Il tutto è messo al servizio – e qui si comprende che Galantino parla “a nome” del papa – delle sfide contemporanee. “Siamo di fronte – afferma il segretario della Cei – alla necessità non solo di una nuova forma di convivenza fra i popoli, ma anche di un nuovo modello macroeconomico, di una nuova politica industriale, di una politica dei diritti sociali più completa. Chi pensa, chi adotta, chi realizza queste riforme?”. “Esse – ha aggiunto – richiedono una democrazia costruita con un di più di ascolto, un di più di precisione e di attenzione ai dettagli, per adattare i grandi princìpi dell’uguaglianza e della solidarietà a regole sempre nuove di giustizia, che non può rimanere una questione confinata nelle aule dei tribunali”.

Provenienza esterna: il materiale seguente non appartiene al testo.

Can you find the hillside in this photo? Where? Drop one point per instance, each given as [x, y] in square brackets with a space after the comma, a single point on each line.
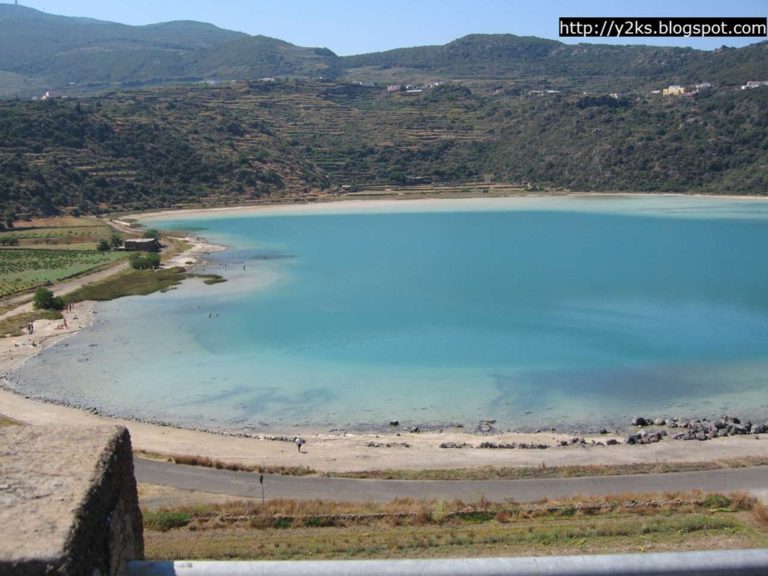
[535, 61]
[292, 139]
[58, 52]
[76, 56]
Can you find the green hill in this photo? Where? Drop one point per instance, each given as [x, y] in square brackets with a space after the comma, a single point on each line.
[40, 51]
[295, 139]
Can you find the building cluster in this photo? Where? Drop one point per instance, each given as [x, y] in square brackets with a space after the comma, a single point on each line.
[754, 84]
[677, 90]
[412, 88]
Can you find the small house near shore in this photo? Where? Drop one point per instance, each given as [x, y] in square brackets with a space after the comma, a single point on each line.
[142, 245]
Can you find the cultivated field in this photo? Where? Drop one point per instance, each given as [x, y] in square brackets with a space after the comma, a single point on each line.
[50, 250]
[283, 530]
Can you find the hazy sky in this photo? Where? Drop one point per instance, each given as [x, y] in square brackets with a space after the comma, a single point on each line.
[358, 26]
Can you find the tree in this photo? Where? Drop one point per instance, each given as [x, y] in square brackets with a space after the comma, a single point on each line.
[9, 218]
[45, 300]
[144, 261]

Tra le molte cose contenute nella relazione, di particolare rilievo appare poi tutta la lettura data della figura di De Gasperi, leader cattolico europeo, ma appunto uomo non compreso dalla chiesa di Pio XII, protagonista di una emancipazione dell’Italia dai condizionamenti del fascismo: “L’Italia che era entrata in guerra non esisteva più. L’Italia che avrebbe dovuto essere, nessuno ne conosceva con esattezza l’identità: il fascismo aveva in qualche modo corrotto l’anima di un intero paese e le classi dirigenti antifasciste erano state messe all’angolo, se non al confino”.

Qui viene richiamato il ruolo di un’intera classe dirigente che appunto “ricostruisce” il paese, compito divenuto di nuovo attuale. In questa direzione Galantino compie un passo ulteriore e parla espressamente di una chiesa “compromessa col regime fascista” ma non del tutto. In particolare il basso clero, afferma il segretario della Cei, si schierò col popolo e così fu possibile chiamare all’impegno una nuova generazione di politici cattolici. Il tema è appena accennato ma in qualche modo rappresenta l’inizio di una lettura critica – compiuta dagli storici ma non dalle gerarchie – del rapporto fra cattolici, chiesa, papato, fascismo e repubblica.